In response, Cory Doctorow asks: “Once everyone and everything is recorded forever, what will historians do for a living?”

My answer is: the same thing they’ve always done.

What Charlie envisions is only quantitively different from what historians face now. The only change would be the volume of historical data available for the historian to interpret.

Classical and medieval historians must necessarily deal with a limited textual record. With a known and finite source material, they’ve had to hone their interpretative skills — drawing new conclusions from old texts. It’s probably not an accident that the leading lights of the Annales school were historians of the medieval and early modern (1450-1750) periods.
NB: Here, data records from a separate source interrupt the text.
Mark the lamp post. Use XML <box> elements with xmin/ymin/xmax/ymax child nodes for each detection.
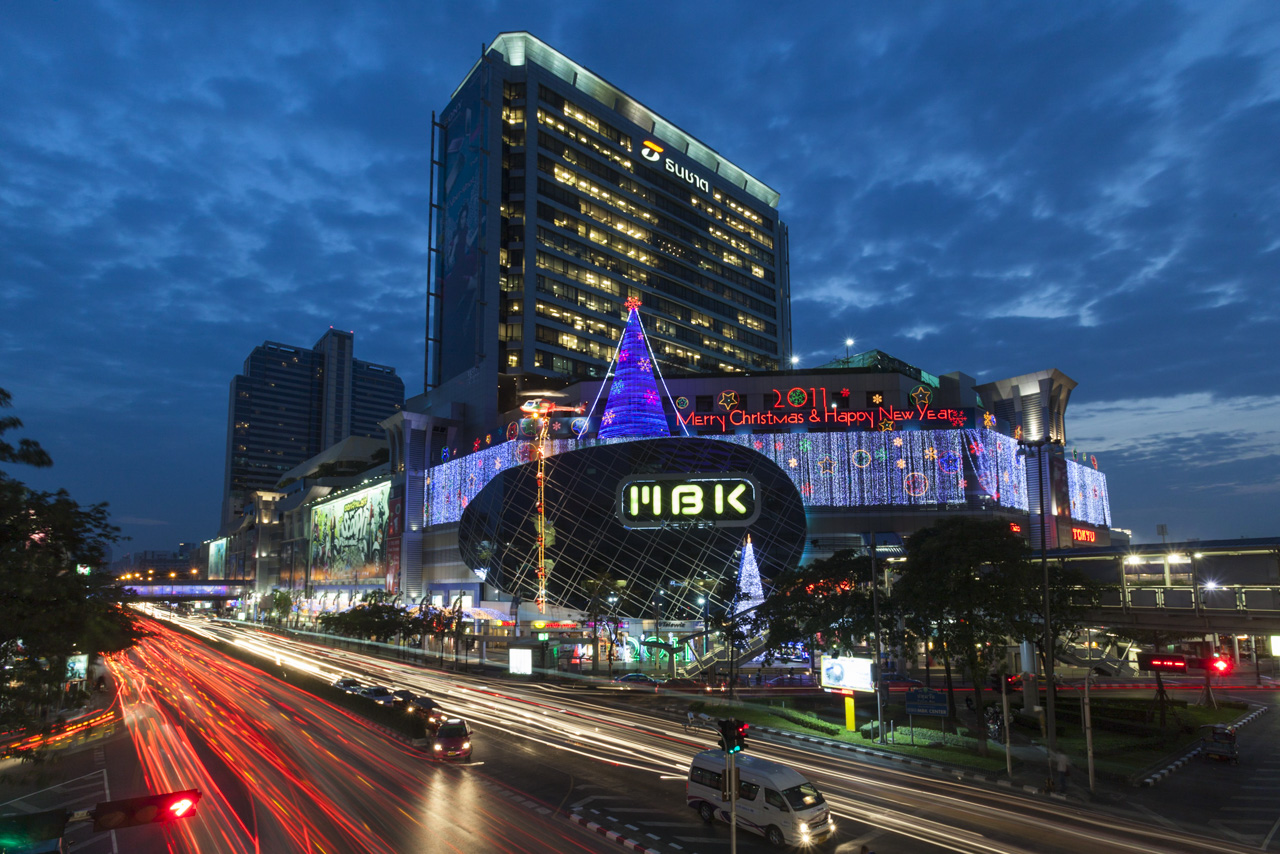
<box><xmin>1018</xmin><ymin>435</ymin><xmax>1057</xmax><ymax>757</ymax></box>
<box><xmin>868</xmin><ymin>531</ymin><xmax>884</xmax><ymax>744</ymax></box>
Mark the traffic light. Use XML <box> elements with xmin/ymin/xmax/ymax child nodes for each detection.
<box><xmin>1138</xmin><ymin>653</ymin><xmax>1187</xmax><ymax>673</ymax></box>
<box><xmin>0</xmin><ymin>809</ymin><xmax>67</xmax><ymax>851</ymax></box>
<box><xmin>716</xmin><ymin>720</ymin><xmax>737</xmax><ymax>753</ymax></box>
<box><xmin>90</xmin><ymin>789</ymin><xmax>200</xmax><ymax>831</ymax></box>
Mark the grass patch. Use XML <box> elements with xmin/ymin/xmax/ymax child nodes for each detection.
<box><xmin>1057</xmin><ymin>700</ymin><xmax>1243</xmax><ymax>777</ymax></box>
<box><xmin>694</xmin><ymin>703</ymin><xmax>1016</xmax><ymax>772</ymax></box>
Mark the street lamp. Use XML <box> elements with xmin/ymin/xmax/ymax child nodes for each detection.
<box><xmin>1018</xmin><ymin>435</ymin><xmax>1059</xmax><ymax>755</ymax></box>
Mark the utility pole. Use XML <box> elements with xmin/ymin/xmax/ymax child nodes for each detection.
<box><xmin>1019</xmin><ymin>435</ymin><xmax>1057</xmax><ymax>762</ymax></box>
<box><xmin>870</xmin><ymin>531</ymin><xmax>884</xmax><ymax>744</ymax></box>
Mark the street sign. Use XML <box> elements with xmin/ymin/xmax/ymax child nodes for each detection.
<box><xmin>906</xmin><ymin>688</ymin><xmax>947</xmax><ymax>717</ymax></box>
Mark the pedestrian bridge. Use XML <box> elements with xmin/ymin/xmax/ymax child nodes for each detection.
<box><xmin>124</xmin><ymin>579</ymin><xmax>255</xmax><ymax>602</ymax></box>
<box><xmin>1047</xmin><ymin>538</ymin><xmax>1280</xmax><ymax>635</ymax></box>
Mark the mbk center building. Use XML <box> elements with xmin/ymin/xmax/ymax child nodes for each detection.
<box><xmin>259</xmin><ymin>33</ymin><xmax>1111</xmax><ymax>640</ymax></box>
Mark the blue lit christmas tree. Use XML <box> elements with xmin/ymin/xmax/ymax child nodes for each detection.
<box><xmin>733</xmin><ymin>534</ymin><xmax>764</xmax><ymax>616</ymax></box>
<box><xmin>596</xmin><ymin>297</ymin><xmax>671</xmax><ymax>439</ymax></box>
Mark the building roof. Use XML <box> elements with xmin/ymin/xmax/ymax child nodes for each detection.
<box><xmin>451</xmin><ymin>32</ymin><xmax>781</xmax><ymax>207</ymax></box>
<box><xmin>1046</xmin><ymin>536</ymin><xmax>1280</xmax><ymax>561</ymax></box>
<box><xmin>276</xmin><ymin>435</ymin><xmax>387</xmax><ymax>483</ymax></box>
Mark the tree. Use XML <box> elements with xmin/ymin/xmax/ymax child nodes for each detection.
<box><xmin>893</xmin><ymin>516</ymin><xmax>1030</xmax><ymax>750</ymax></box>
<box><xmin>582</xmin><ymin>567</ymin><xmax>627</xmax><ymax>673</ymax></box>
<box><xmin>753</xmin><ymin>549</ymin><xmax>876</xmax><ymax>654</ymax></box>
<box><xmin>1012</xmin><ymin>561</ymin><xmax>1102</xmax><ymax>717</ymax></box>
<box><xmin>0</xmin><ymin>389</ymin><xmax>145</xmax><ymax>729</ymax></box>
<box><xmin>319</xmin><ymin>602</ymin><xmax>411</xmax><ymax>644</ymax></box>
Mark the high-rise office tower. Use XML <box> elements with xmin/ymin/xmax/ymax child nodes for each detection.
<box><xmin>425</xmin><ymin>32</ymin><xmax>791</xmax><ymax>423</ymax></box>
<box><xmin>221</xmin><ymin>328</ymin><xmax>404</xmax><ymax>529</ymax></box>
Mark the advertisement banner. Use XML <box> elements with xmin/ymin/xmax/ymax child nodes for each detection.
<box><xmin>439</xmin><ymin>63</ymin><xmax>489</xmax><ymax>382</ymax></box>
<box><xmin>310</xmin><ymin>483</ymin><xmax>390</xmax><ymax>585</ymax></box>
<box><xmin>819</xmin><ymin>656</ymin><xmax>876</xmax><ymax>691</ymax></box>
<box><xmin>205</xmin><ymin>536</ymin><xmax>227</xmax><ymax>579</ymax></box>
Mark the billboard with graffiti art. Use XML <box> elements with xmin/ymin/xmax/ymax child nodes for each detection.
<box><xmin>310</xmin><ymin>483</ymin><xmax>390</xmax><ymax>586</ymax></box>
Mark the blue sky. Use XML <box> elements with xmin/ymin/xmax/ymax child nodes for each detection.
<box><xmin>0</xmin><ymin>0</ymin><xmax>1280</xmax><ymax>551</ymax></box>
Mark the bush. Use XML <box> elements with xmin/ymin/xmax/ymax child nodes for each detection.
<box><xmin>772</xmin><ymin>709</ymin><xmax>844</xmax><ymax>736</ymax></box>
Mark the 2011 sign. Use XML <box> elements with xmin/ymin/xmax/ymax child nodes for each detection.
<box><xmin>617</xmin><ymin>472</ymin><xmax>760</xmax><ymax>528</ymax></box>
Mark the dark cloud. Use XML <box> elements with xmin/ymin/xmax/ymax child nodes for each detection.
<box><xmin>0</xmin><ymin>0</ymin><xmax>1280</xmax><ymax>548</ymax></box>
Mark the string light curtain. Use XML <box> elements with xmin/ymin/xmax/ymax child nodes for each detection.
<box><xmin>425</xmin><ymin>428</ymin><xmax>1070</xmax><ymax>525</ymax></box>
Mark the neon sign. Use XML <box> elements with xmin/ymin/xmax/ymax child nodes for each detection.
<box><xmin>676</xmin><ymin>385</ymin><xmax>970</xmax><ymax>433</ymax></box>
<box><xmin>617</xmin><ymin>474</ymin><xmax>760</xmax><ymax>528</ymax></box>
<box><xmin>1071</xmin><ymin>528</ymin><xmax>1098</xmax><ymax>543</ymax></box>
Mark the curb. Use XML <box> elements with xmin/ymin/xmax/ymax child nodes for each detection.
<box><xmin>1135</xmin><ymin>705</ymin><xmax>1268</xmax><ymax>786</ymax></box>
<box><xmin>568</xmin><ymin>813</ymin><xmax>662</xmax><ymax>854</ymax></box>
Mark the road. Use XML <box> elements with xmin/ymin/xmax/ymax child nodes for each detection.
<box><xmin>104</xmin><ymin>617</ymin><xmax>1257</xmax><ymax>854</ymax></box>
<box><xmin>111</xmin><ymin>627</ymin><xmax>645</xmax><ymax>854</ymax></box>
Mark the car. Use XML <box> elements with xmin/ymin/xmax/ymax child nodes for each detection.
<box><xmin>392</xmin><ymin>689</ymin><xmax>447</xmax><ymax>726</ymax></box>
<box><xmin>360</xmin><ymin>685</ymin><xmax>396</xmax><ymax>705</ymax></box>
<box><xmin>658</xmin><ymin>679</ymin><xmax>724</xmax><ymax>694</ymax></box>
<box><xmin>431</xmin><ymin>717</ymin><xmax>472</xmax><ymax>762</ymax></box>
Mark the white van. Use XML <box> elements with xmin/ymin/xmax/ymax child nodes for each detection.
<box><xmin>685</xmin><ymin>750</ymin><xmax>836</xmax><ymax>845</ymax></box>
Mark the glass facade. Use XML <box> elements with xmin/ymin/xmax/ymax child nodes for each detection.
<box><xmin>426</xmin><ymin>33</ymin><xmax>790</xmax><ymax>389</ymax></box>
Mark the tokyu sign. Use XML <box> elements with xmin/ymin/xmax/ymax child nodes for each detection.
<box><xmin>640</xmin><ymin>140</ymin><xmax>712</xmax><ymax>193</ymax></box>
<box><xmin>617</xmin><ymin>472</ymin><xmax>760</xmax><ymax>528</ymax></box>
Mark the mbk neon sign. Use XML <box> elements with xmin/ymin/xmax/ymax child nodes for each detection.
<box><xmin>617</xmin><ymin>474</ymin><xmax>760</xmax><ymax>528</ymax></box>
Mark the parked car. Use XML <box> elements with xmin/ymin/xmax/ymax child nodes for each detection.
<box><xmin>431</xmin><ymin>717</ymin><xmax>472</xmax><ymax>762</ymax></box>
<box><xmin>360</xmin><ymin>685</ymin><xmax>396</xmax><ymax>705</ymax></box>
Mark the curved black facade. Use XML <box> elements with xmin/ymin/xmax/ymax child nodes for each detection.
<box><xmin>458</xmin><ymin>438</ymin><xmax>806</xmax><ymax>620</ymax></box>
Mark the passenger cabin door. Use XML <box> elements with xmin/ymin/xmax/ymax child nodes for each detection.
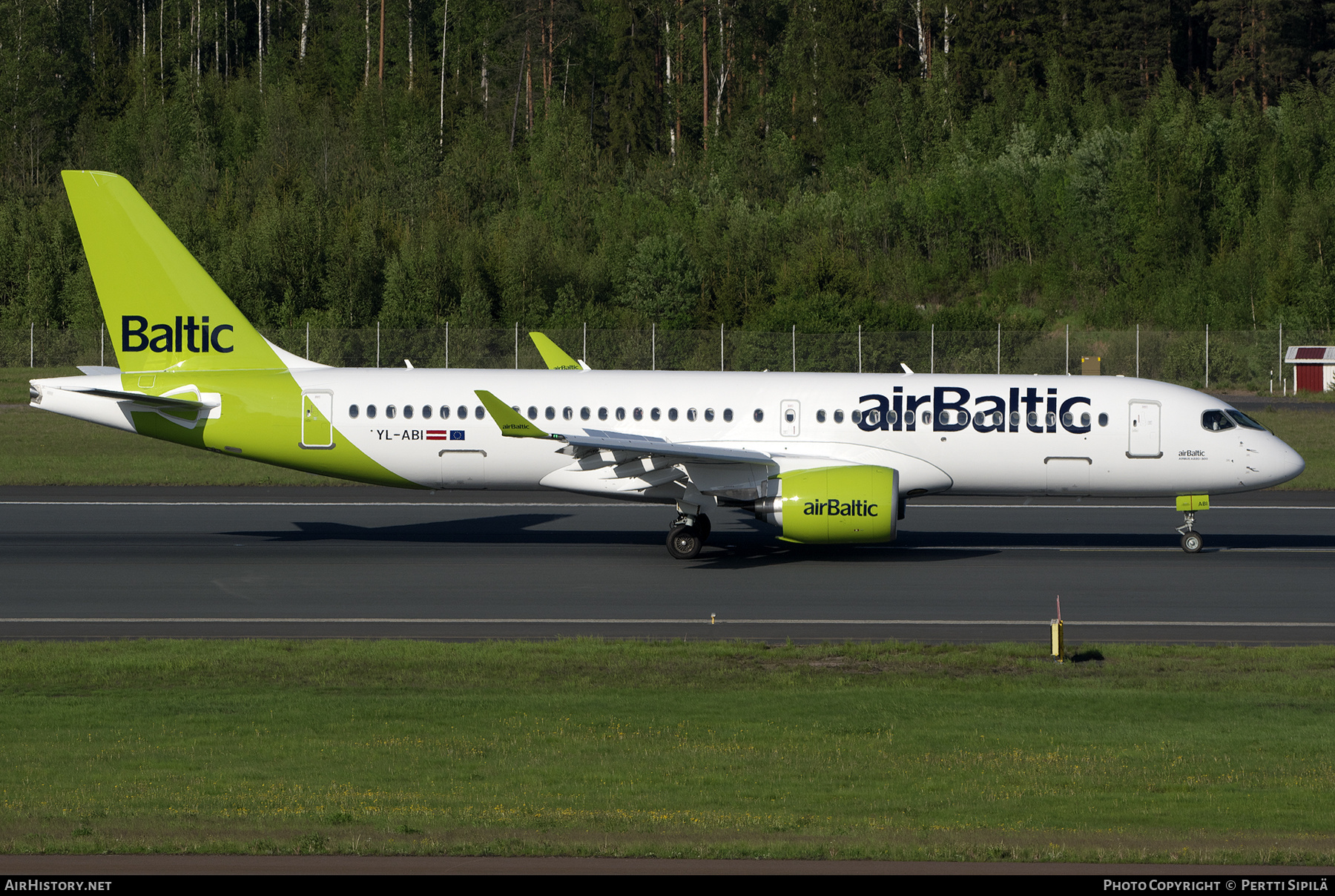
<box><xmin>302</xmin><ymin>389</ymin><xmax>334</xmax><ymax>449</ymax></box>
<box><xmin>1127</xmin><ymin>401</ymin><xmax>1164</xmax><ymax>458</ymax></box>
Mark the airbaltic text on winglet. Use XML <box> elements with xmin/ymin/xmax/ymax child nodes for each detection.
<box><xmin>120</xmin><ymin>314</ymin><xmax>234</xmax><ymax>354</ymax></box>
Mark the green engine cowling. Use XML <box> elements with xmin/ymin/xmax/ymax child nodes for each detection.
<box><xmin>757</xmin><ymin>466</ymin><xmax>900</xmax><ymax>545</ymax></box>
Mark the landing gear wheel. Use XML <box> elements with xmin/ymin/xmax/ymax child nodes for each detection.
<box><xmin>668</xmin><ymin>526</ymin><xmax>705</xmax><ymax>559</ymax></box>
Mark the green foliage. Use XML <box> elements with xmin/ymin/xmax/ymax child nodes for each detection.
<box><xmin>0</xmin><ymin>0</ymin><xmax>1335</xmax><ymax>332</ymax></box>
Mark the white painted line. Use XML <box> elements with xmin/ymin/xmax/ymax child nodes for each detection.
<box><xmin>0</xmin><ymin>501</ymin><xmax>648</xmax><ymax>509</ymax></box>
<box><xmin>0</xmin><ymin>616</ymin><xmax>1335</xmax><ymax>629</ymax></box>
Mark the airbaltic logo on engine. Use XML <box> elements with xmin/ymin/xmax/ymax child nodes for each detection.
<box><xmin>802</xmin><ymin>498</ymin><xmax>881</xmax><ymax>517</ymax></box>
<box><xmin>120</xmin><ymin>314</ymin><xmax>234</xmax><ymax>354</ymax></box>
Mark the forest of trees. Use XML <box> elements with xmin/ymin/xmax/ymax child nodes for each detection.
<box><xmin>0</xmin><ymin>0</ymin><xmax>1335</xmax><ymax>332</ymax></box>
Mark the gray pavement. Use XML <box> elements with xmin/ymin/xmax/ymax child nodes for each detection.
<box><xmin>0</xmin><ymin>487</ymin><xmax>1335</xmax><ymax>644</ymax></box>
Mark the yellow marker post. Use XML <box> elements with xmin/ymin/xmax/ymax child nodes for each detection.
<box><xmin>1052</xmin><ymin>597</ymin><xmax>1067</xmax><ymax>662</ymax></box>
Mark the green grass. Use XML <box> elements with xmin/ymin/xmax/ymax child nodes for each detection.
<box><xmin>1250</xmin><ymin>410</ymin><xmax>1335</xmax><ymax>489</ymax></box>
<box><xmin>0</xmin><ymin>641</ymin><xmax>1335</xmax><ymax>864</ymax></box>
<box><xmin>0</xmin><ymin>367</ymin><xmax>1335</xmax><ymax>489</ymax></box>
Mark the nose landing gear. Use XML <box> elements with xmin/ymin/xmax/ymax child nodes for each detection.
<box><xmin>1178</xmin><ymin>510</ymin><xmax>1205</xmax><ymax>554</ymax></box>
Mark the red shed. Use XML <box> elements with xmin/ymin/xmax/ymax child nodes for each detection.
<box><xmin>1285</xmin><ymin>346</ymin><xmax>1335</xmax><ymax>392</ymax></box>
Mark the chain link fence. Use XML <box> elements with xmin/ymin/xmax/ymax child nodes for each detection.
<box><xmin>0</xmin><ymin>327</ymin><xmax>1335</xmax><ymax>391</ymax></box>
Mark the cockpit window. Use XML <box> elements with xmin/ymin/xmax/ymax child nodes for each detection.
<box><xmin>1228</xmin><ymin>410</ymin><xmax>1265</xmax><ymax>430</ymax></box>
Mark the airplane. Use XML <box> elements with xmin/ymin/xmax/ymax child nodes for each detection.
<box><xmin>30</xmin><ymin>171</ymin><xmax>1305</xmax><ymax>559</ymax></box>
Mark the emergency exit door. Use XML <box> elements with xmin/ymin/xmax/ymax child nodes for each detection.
<box><xmin>1127</xmin><ymin>401</ymin><xmax>1164</xmax><ymax>457</ymax></box>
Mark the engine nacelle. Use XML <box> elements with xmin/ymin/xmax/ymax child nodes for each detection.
<box><xmin>753</xmin><ymin>466</ymin><xmax>900</xmax><ymax>545</ymax></box>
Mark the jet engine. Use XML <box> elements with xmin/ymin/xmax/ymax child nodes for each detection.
<box><xmin>751</xmin><ymin>466</ymin><xmax>900</xmax><ymax>545</ymax></box>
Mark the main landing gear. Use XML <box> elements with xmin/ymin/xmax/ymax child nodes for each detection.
<box><xmin>668</xmin><ymin>513</ymin><xmax>711</xmax><ymax>559</ymax></box>
<box><xmin>1178</xmin><ymin>510</ymin><xmax>1205</xmax><ymax>554</ymax></box>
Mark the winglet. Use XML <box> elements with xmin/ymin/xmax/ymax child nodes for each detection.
<box><xmin>475</xmin><ymin>389</ymin><xmax>561</xmax><ymax>439</ymax></box>
<box><xmin>529</xmin><ymin>332</ymin><xmax>587</xmax><ymax>370</ymax></box>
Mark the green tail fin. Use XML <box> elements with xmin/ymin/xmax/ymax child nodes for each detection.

Modern historians, on the other hand, generally face more source material than they can deal with. Social and economic historians take a sample of old census records; cultural historians limit their focus to certain source materials; diplomatic historians work with a particular fonds. One of the critiques of professional history as it has latterly been practiced is that it has lost sight of the forest for the sake of the trees: all monographs and no synthesis.

What Charlie envisions is simply the apotheosis of something already under way: electronic historical records. Not only electronic, but machine readable. The social historian of the post-UNIX era won’t have to pay some grad student to enter a sample handwritten records into a computer; he or she will be able to crunch the entire dataset. By the time that everything everyone sees and hears is recorded to crystal at the atomic level, as Stross suggests, I expect that visual and audio data will be machine readable as well.

You’d think that this would make the situation by modern historians even worse: even more data. But, ironically, the machine-readable nature of future historians’ data will make the sheer volume easier to process. If getting at the data is easier, it’ll also be easier to see the big picture. A huge amount of an historian’s time is simply spent finding and gathering data: eliminate this scut work, and — well, you’ll put graduate students out of a job, but you might open up more time for interpretation and synthesis.

Which is what historians ought to be doing in the first place.